My one criticism of the novel is actually more to do with New Canon as a whole, namely, it’s treatment of Saw Gerrera. I see the point they’re trying to make overall, that good intentions are not enough (see Amilyn’s arc) but that extremist violence can be counterproductive. However, I’m not sure how well or how consistently this is being done across the various media platforms. PoA’s discussion of Saw’s tactics is more nuanced, and we get to see first hand just how unhelpful rash, violent action can be. However, Rogue One didn’t handle his story nearly as well, and I think that’s poisoned the well a bit for me. Though maybe I’m being too much like Leia and relying on poor first impression.

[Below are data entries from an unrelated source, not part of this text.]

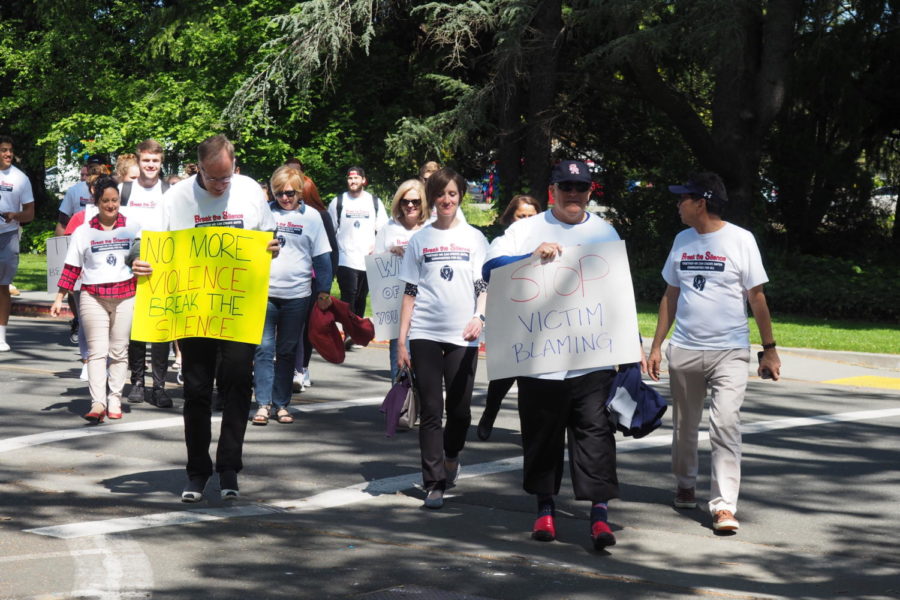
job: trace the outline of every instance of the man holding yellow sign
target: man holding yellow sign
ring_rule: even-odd
[[[219,381],[223,408],[215,471],[222,499],[238,497],[253,355],[265,315],[267,256],[277,255],[279,248],[271,233],[261,233],[275,230],[272,212],[259,185],[234,172],[234,146],[228,138],[204,140],[197,155],[200,172],[163,197],[164,230],[178,233],[148,234],[133,266],[141,279],[132,338],[181,340],[188,453],[183,502],[202,500],[213,473],[209,444],[217,353],[224,375]],[[214,229],[195,229],[207,227]]]

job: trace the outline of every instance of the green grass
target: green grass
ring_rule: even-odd
[[[485,213],[492,214],[490,211]],[[19,271],[13,283],[20,290],[43,290],[46,287],[46,272],[47,259],[44,255],[22,254],[19,256]],[[337,280],[331,287],[331,293],[338,298],[341,295]],[[638,304],[638,328],[646,340],[653,339],[653,332],[656,331],[656,313],[656,305],[644,302]],[[366,314],[372,314],[368,301]],[[900,331],[896,325],[865,321],[826,321],[794,315],[776,315],[772,317],[772,321],[779,346],[900,354]],[[759,330],[752,318],[750,341],[760,343]]]
[[[658,307],[638,304],[638,329],[644,338],[653,339]],[[772,330],[779,346],[900,354],[900,331],[896,325],[865,321],[828,321],[795,315],[773,315]],[[671,335],[671,331],[669,334]],[[750,318],[750,341],[759,344],[759,329]]]
[[[20,290],[47,289],[47,257],[43,254],[20,254],[19,270],[13,283]]]

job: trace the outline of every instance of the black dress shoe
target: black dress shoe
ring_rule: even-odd
[[[144,401],[143,383],[135,383],[131,385],[131,391],[128,392],[128,401],[132,404],[138,404]]]

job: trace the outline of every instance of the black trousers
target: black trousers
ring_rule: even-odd
[[[350,267],[338,267],[337,277],[341,300],[350,305],[353,314],[359,317],[366,316],[366,296],[369,295],[366,272]]]
[[[466,445],[472,422],[472,388],[478,366],[477,346],[456,346],[432,340],[410,340],[410,360],[419,392],[419,449],[425,489],[446,489],[444,457],[456,458]],[[447,389],[447,424],[444,395]]]
[[[526,492],[559,493],[568,433],[575,498],[604,502],[619,497],[615,427],[604,409],[614,378],[611,370],[563,381],[519,377]]]
[[[153,389],[162,389],[166,386],[170,343],[152,342],[150,344],[150,368],[153,375]],[[138,340],[128,342],[128,369],[131,371],[131,385],[144,385],[146,357],[147,342]]]
[[[184,442],[187,445],[189,478],[209,477],[213,464],[209,457],[212,439],[210,421],[216,353],[221,352],[218,394],[222,400],[222,426],[216,448],[215,471],[239,472],[250,394],[253,388],[254,344],[208,338],[184,338],[181,345],[181,373],[184,377]]]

Still, it didn’t sit comfortably with me.

Some have pointed out that “Strength through joy”—a phrase Leia utters to encourage herself in a tense situation—was the name of a German government agency in the 1930s. However, despite what some of the discourse going around might say, this is not a “Nazi slogan;” it was the name of the German Labor Front’s leisure and tourist board. It may sound like splitting hairs, but a government organization’s name, even one in the Third Reich, is not a “Nazi slogan”; one is nationalistic, the other is specifically a tool of oppression. Nor was this phrase on an equal level to “work makes you free,” the slogan that topped many of the Nazi concentration camps. I admit, my research has been fairly cursory, focusing primarily on the origins of the phrase rather than its aftereffects, so it may be the phrase evolved after the organization fell apart in 1939.

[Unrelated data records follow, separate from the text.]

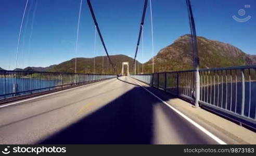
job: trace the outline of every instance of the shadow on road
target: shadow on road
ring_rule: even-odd
[[[153,89],[152,87],[147,89]],[[157,92],[154,93],[158,94]],[[162,96],[161,98],[165,100],[174,97]],[[159,118],[163,115],[165,117]],[[136,86],[91,114],[38,143],[151,144],[156,143],[153,137],[163,132],[159,131],[162,128],[156,122],[164,125],[164,133],[169,136],[168,142],[215,142],[144,88]]]
[[[127,83],[127,84],[131,84],[131,85],[135,85],[135,86],[138,86],[139,87],[139,85],[137,85],[137,84],[136,84],[135,83],[131,83],[131,82],[129,82],[127,81],[124,81],[124,80],[121,80],[119,78],[119,77],[117,77],[117,79],[120,81],[122,81],[123,82],[124,82],[124,83]]]
[[[143,98],[133,99],[141,89],[134,88],[40,144],[150,144],[152,107],[158,100],[150,98],[145,102]],[[144,94],[147,93],[142,92],[142,96]]]

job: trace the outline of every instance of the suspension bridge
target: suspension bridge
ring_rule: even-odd
[[[123,62],[121,71],[109,55],[100,21],[87,0],[95,24],[94,49],[97,32],[111,72],[96,73],[94,60],[93,73],[77,72],[76,58],[71,73],[21,71],[17,70],[18,63],[16,71],[0,71],[0,143],[255,144],[256,99],[252,77],[256,67],[199,69],[195,23],[190,2],[186,2],[194,69],[158,72],[154,70],[151,0],[145,0],[143,8],[133,63]],[[82,0],[76,53],[82,4]],[[143,49],[148,6],[152,72],[138,74],[136,57],[140,41]],[[17,59],[19,44],[19,41]]]

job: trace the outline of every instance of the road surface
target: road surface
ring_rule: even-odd
[[[216,144],[126,76],[0,108],[0,144]]]

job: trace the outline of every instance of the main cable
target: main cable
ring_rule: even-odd
[[[98,31],[98,34],[99,34],[99,37],[100,38],[100,40],[101,41],[101,43],[103,45],[103,47],[104,48],[104,49],[105,50],[106,54],[107,54],[107,56],[108,56],[108,58],[109,60],[109,62],[110,63],[110,64],[112,66],[112,68],[114,68],[114,73],[116,71],[116,68],[114,67],[111,60],[110,59],[110,57],[109,57],[109,55],[108,55],[108,50],[107,50],[107,48],[106,47],[105,44],[104,43],[104,41],[103,40],[103,37],[102,36],[101,33],[100,33],[100,30],[99,30],[99,28],[98,24],[98,23],[97,22],[97,20],[95,17],[95,15],[94,14],[94,12],[93,11],[93,9],[92,6],[92,4],[91,3],[90,0],[87,0],[87,3],[88,4],[88,6],[89,7],[89,8],[91,11],[91,14],[92,14],[92,17],[93,19],[93,21],[94,22],[94,24],[97,28],[97,31]]]
[[[151,34],[152,38],[152,73],[154,73],[154,37],[153,32],[153,18],[152,16],[152,4],[151,0],[149,0],[149,3],[150,6],[150,19],[151,19]]]
[[[144,19],[145,19],[145,16],[146,15],[146,11],[147,10],[147,5],[148,5],[148,0],[145,0],[144,7],[143,8],[143,11],[142,13],[142,22],[140,22],[140,25],[139,27],[139,35],[138,35],[138,41],[137,42],[137,45],[136,46],[135,55],[134,56],[134,59],[133,60],[133,66],[132,68],[132,73],[133,72],[133,66],[134,66],[134,63],[135,63],[136,57],[137,57],[137,53],[138,52],[138,46],[139,45],[139,41],[140,41],[140,37],[142,35],[142,28],[143,27],[143,25],[144,24]]]

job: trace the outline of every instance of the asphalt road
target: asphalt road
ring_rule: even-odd
[[[0,108],[0,144],[216,144],[121,77]]]

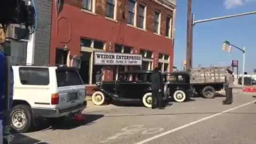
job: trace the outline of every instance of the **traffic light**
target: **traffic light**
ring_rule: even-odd
[[[225,42],[224,42],[223,43],[223,45],[222,45],[222,50],[223,51],[225,51],[226,47],[227,47],[227,44]]]
[[[232,51],[232,45],[230,45],[228,47],[227,52],[229,53],[231,53]]]

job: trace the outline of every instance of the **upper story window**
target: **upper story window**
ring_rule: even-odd
[[[83,8],[92,11],[93,0],[83,0]]]
[[[154,15],[154,32],[158,34],[160,33],[160,13],[158,11],[155,11]]]
[[[145,29],[146,6],[142,4],[139,5],[139,15],[137,26],[140,28]]]
[[[151,59],[153,57],[153,52],[148,50],[141,49],[140,50],[140,54],[142,55],[142,57],[146,58]]]
[[[136,1],[134,0],[129,0],[128,23],[132,25],[134,24],[135,3]]]
[[[172,19],[170,16],[166,17],[166,25],[165,28],[165,36],[171,38]]]
[[[125,53],[131,53],[132,47],[128,46],[124,46],[120,45],[115,45],[115,52]]]
[[[115,0],[107,0],[106,16],[114,18],[115,12]]]

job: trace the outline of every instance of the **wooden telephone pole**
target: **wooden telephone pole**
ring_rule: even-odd
[[[187,21],[186,25],[186,68],[192,68],[192,17],[191,13],[191,0],[187,0]]]

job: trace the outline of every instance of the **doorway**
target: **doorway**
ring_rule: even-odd
[[[79,70],[80,75],[84,84],[90,83],[90,60],[92,53],[81,52],[80,68]]]

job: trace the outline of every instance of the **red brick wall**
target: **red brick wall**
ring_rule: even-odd
[[[125,17],[128,17],[128,10],[125,10],[128,9],[128,0],[117,0],[117,4],[120,7],[118,7],[119,12],[117,20],[125,22],[122,13],[124,10]],[[153,51],[154,67],[158,65],[158,53],[168,54],[170,56],[170,69],[172,70],[172,40],[164,37],[164,20],[167,14],[172,15],[172,12],[151,0],[139,0],[139,2],[146,3],[147,7],[147,31],[144,31],[128,26],[125,23],[116,23],[106,19],[104,16],[106,0],[96,0],[95,13],[97,15],[82,12],[82,0],[64,0],[62,10],[58,16],[54,2],[53,2],[50,64],[55,62],[56,47],[63,47],[65,45],[71,49],[71,55],[78,54],[80,51],[80,38],[83,37],[106,41],[106,49],[108,51],[109,48],[111,51],[114,51],[115,43],[132,47],[133,53],[139,53],[140,48]],[[153,33],[153,15],[155,9],[161,12],[161,36]],[[112,43],[111,46],[109,46],[109,42]],[[105,66],[104,69],[105,80],[112,80],[113,67]]]

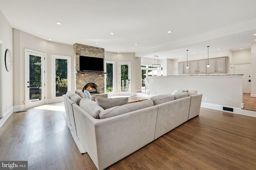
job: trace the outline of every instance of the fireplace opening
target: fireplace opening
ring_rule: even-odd
[[[83,89],[83,92],[86,90],[91,94],[97,94],[100,93],[98,91],[97,85],[94,83],[89,83],[86,84]]]

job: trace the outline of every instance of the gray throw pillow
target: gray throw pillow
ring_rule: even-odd
[[[184,92],[183,93],[174,94],[173,96],[174,96],[174,99],[176,100],[188,97],[188,92]]]
[[[150,100],[153,101],[154,106],[173,100],[174,96],[171,94],[163,94],[152,97]]]
[[[95,100],[98,105],[104,109],[107,109],[113,107],[127,104],[128,99],[128,97],[111,99],[98,97],[95,99]]]
[[[110,117],[153,106],[154,103],[152,100],[147,100],[115,106],[100,112],[100,118],[104,119]]]
[[[74,94],[71,96],[70,99],[73,101],[73,102],[76,103],[79,105],[79,103],[80,102],[80,100],[81,100],[81,97],[79,96],[77,94]]]
[[[79,106],[95,119],[99,119],[100,113],[104,110],[95,102],[86,98],[81,99]]]

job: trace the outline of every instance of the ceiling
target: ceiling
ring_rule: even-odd
[[[255,0],[0,0],[0,10],[12,27],[47,41],[139,57],[196,58],[208,45],[222,57],[256,41]]]

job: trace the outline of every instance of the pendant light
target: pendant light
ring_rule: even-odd
[[[208,64],[207,64],[207,67],[210,67],[210,65],[209,65],[209,47],[210,46],[207,46],[207,48],[208,48]]]
[[[158,56],[155,55],[154,57],[155,57],[155,64],[153,64],[152,66],[154,67],[161,67],[161,64],[158,64]],[[157,57],[157,64],[156,64],[156,57]]]
[[[188,50],[187,50],[187,67],[186,67],[186,68],[188,68],[189,67],[188,67]]]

More importantly, regardless of the origins of the phrase, Claudia Gray herself has said she had no idea it was ever used by the Third Reich and is horrified at the associations readers with that background knowledge of the phrase have pointed out. While it is fair to ask questions about why such a phrase was not recognized by anyone else who prepared the book for publication, it seems most likely to be an extremely unfortunate coincidence rather than intentionally pro-Nazi or anti-Semitic (since Leia was played by a Jewish woman).

Final Score: 10/10

As a YA book, it’s an excellent read and a refreshing break from the much more common first person, romance and plot driven narratives. The messaging for teens about resistance, moral complexity, compassion, using privilege to help the marginalized, and standing up in the face of fear and tyranny could not be more necessary in our current political environment.

As a Star Wars novel, it’s unmissable—a captivating glimpse into Leia herself and the start of the Rebellion with Bail, Breha, and Mon Mothma, as well as another layer of nuance to the Imperial/Rebellion continuum.

As a Leia novel, this highly engaging, intimate exploration of an iconic character and her transition from teenage princess to Heir of Alderaan and Rebel leader is required reading. The only thing I can ask for now is that Disney and Lucasfilm contract Claudia Gray to write as many Leia novels as she can stomach. I’ll devour them all.